Let me begin by talking about the use to which the money raised from the tax will be put. It will be used primarily for the welfare-to-work programme. Some of my hon. Friends have eloquently described the justification for the tax--the new deal for young people--and the tragedy afflicting many of those young people, who have no hope and no jobs to go to. I was surprised when the hon. Member for Gordon (Mr. Bruce), opening for the Liberal Democrats, said that we should divorce the tax from the expenditure that might result from it. I had understood that the Liberal Democrats were keen on
hypothecation, and I see an analogy between that and our attempt to use the windfall tax to give opportunities to young people.
Mr. Malcolm Bruce:
Just for the record, what I said was that spending the money raised from a tax on good services did not make it a good tax if it was a bad tax to start with.
Mr. Cranston:
The hon. Gentleman still does not appreciate that the use of moneys can sometimes justify the tax from which they are raised. I shall say more about that in a moment, but I want to concentrate on the details of the windfall tax itself rather than on the use to which the money will be put.

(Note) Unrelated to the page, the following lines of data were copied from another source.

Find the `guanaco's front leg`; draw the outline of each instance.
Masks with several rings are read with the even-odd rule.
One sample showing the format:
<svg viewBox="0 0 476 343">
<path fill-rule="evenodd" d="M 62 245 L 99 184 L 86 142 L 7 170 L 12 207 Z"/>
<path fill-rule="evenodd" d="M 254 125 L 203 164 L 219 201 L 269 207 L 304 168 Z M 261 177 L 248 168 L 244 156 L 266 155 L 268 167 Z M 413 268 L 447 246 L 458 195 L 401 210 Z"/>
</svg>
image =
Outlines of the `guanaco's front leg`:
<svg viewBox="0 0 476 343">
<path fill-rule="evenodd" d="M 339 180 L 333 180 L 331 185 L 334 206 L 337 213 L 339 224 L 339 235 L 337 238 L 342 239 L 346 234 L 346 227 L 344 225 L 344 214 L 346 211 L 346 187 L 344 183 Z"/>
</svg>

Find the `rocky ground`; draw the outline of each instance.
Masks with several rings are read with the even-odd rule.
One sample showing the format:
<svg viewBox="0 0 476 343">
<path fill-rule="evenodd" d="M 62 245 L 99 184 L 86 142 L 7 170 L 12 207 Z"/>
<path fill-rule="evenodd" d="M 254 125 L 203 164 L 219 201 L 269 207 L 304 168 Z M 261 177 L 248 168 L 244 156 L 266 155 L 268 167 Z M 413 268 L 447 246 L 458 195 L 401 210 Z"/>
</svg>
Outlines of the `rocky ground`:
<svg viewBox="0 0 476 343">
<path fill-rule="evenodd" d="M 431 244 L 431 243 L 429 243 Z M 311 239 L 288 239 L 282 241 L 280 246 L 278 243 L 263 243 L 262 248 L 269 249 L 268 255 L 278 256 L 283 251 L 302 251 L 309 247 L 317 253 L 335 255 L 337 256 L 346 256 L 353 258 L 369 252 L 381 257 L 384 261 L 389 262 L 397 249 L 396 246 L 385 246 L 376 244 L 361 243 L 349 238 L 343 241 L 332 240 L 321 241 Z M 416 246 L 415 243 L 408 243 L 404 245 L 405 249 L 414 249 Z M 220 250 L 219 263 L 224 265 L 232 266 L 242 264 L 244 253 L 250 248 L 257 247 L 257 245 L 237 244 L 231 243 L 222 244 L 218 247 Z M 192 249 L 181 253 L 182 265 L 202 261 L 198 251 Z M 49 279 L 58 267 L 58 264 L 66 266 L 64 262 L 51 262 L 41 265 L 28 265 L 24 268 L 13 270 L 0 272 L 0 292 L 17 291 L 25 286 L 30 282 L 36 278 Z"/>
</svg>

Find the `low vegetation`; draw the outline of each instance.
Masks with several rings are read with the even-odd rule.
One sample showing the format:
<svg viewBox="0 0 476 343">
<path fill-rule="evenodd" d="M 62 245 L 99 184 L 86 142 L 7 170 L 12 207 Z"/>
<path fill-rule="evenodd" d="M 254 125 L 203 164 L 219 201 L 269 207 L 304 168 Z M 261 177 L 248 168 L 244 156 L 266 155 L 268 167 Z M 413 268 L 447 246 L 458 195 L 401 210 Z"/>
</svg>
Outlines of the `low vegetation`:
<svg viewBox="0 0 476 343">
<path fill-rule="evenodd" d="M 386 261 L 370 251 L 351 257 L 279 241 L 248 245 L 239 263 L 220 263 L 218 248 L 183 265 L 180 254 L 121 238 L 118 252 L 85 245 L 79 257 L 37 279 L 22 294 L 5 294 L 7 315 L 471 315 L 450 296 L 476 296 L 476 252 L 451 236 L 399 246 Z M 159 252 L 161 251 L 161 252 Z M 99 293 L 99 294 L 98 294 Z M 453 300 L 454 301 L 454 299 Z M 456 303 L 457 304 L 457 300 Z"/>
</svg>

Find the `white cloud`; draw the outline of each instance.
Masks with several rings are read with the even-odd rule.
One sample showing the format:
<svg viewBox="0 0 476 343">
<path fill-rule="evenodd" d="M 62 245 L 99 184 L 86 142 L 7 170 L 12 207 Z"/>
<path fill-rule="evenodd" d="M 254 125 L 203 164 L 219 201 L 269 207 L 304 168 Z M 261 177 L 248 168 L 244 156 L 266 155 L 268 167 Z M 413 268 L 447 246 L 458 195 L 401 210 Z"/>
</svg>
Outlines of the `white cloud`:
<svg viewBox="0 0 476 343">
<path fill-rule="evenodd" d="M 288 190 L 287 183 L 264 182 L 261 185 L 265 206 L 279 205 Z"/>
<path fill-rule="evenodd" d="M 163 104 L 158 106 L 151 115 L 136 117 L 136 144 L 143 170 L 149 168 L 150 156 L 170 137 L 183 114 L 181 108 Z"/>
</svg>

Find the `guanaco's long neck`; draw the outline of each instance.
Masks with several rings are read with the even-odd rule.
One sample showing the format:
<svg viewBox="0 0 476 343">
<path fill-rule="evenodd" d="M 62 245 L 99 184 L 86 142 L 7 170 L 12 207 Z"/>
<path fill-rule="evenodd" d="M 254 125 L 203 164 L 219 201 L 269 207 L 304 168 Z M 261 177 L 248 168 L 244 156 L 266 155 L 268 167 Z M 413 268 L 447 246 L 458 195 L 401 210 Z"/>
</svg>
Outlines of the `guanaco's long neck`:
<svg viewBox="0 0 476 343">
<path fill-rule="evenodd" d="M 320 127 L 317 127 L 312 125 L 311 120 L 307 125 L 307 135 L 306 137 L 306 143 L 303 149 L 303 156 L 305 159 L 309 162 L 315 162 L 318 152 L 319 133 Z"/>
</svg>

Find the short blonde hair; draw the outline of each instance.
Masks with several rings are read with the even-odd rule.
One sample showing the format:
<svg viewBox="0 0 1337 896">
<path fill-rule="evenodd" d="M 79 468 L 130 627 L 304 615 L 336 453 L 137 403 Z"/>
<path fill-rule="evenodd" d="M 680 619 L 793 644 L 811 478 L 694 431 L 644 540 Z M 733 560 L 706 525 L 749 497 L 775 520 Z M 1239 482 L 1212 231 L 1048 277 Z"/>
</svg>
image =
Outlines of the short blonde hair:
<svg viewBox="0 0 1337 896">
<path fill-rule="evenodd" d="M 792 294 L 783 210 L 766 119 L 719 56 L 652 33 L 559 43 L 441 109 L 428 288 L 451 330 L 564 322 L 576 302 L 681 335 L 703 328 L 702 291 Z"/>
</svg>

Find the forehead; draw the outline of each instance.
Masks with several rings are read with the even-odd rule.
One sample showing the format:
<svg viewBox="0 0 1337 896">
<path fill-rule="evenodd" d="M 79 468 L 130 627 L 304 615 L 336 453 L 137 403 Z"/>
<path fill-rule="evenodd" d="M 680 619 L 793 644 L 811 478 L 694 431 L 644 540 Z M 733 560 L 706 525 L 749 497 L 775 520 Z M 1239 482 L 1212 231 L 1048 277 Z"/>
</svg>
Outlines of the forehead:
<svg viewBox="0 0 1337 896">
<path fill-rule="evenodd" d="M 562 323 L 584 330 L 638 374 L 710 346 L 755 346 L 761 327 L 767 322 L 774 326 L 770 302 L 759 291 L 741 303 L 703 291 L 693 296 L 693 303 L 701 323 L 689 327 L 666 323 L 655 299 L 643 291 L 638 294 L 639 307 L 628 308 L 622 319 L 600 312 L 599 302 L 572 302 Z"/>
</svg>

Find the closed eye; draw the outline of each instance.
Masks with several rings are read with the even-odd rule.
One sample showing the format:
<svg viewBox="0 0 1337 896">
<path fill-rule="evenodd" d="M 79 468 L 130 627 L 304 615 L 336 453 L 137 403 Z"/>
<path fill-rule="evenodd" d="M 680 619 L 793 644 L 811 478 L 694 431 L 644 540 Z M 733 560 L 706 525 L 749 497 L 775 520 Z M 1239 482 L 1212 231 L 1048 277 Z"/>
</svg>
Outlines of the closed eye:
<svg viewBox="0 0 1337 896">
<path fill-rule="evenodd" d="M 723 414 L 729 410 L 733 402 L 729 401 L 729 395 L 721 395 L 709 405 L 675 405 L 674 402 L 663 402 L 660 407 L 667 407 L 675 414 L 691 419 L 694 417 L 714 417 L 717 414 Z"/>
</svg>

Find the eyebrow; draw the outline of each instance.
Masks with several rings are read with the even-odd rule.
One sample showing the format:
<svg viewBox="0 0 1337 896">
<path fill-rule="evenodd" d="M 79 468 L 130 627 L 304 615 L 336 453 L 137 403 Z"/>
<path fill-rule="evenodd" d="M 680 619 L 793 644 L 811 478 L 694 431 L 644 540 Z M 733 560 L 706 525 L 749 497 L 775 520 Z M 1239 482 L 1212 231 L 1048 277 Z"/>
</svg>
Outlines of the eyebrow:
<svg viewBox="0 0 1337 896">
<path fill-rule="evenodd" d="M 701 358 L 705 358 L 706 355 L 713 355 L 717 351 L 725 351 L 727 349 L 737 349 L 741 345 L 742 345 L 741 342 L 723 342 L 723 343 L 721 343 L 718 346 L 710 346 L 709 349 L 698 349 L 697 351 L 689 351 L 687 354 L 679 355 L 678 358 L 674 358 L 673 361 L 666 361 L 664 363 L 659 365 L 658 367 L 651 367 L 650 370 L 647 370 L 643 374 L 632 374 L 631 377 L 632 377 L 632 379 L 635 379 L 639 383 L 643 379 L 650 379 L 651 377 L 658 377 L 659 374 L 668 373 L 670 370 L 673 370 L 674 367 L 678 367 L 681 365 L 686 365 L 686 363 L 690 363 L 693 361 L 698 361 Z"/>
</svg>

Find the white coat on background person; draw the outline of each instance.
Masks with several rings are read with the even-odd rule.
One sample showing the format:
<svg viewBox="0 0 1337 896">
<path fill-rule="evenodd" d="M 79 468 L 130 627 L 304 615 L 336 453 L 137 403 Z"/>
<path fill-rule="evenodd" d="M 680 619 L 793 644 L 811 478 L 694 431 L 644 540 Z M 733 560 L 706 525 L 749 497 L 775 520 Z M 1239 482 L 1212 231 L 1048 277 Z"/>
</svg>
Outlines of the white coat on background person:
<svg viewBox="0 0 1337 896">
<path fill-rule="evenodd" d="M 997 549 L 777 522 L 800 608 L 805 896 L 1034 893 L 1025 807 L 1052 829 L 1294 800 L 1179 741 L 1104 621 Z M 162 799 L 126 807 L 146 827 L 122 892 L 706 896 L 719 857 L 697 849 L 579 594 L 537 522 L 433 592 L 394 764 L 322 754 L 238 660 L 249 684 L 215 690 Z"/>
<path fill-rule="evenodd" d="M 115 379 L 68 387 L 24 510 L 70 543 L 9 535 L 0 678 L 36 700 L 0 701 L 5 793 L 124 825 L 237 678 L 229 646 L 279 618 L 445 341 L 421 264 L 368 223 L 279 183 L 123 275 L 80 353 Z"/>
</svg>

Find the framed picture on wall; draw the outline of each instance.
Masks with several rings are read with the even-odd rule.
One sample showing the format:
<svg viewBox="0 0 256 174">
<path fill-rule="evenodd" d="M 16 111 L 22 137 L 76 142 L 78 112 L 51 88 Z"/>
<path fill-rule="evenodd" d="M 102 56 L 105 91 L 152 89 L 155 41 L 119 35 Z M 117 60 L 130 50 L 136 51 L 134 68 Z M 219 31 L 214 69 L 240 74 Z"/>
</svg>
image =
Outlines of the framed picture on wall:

As the Bill makes clear, this is a one-off tax on the excessive profits of privatised utilities--although Opposition Members have raised the possibility of further one-off taxes. There is no doubt that the appalling behaviour of those at the top of some of those utilities bolstered our case for the tax, but there were three principal justifications for it.
First, there was the undervaluation of the assets at the time of privatisation: that is why the formula referred to in the Bill mentions the price placed on the utilities at the time of sale. Secondly, many of the companies continued, and continue, to be monopolistic suppliers of essential services. That is why the Bill identifies the industries that will be subject to the tax in terms of economic regulation.
Thirdly, the original price controls set by the Conservative party on privatisation were excessively generous. There is no doubt that the companies made excessive profits: nearly every privatisation on which the Public Accounts Committee reported was said by the PAC to have involved excessive profits--and those profits were, of course, at the expense of consumers. The Bill identifies those justifications, which provide the case for the windfall tax.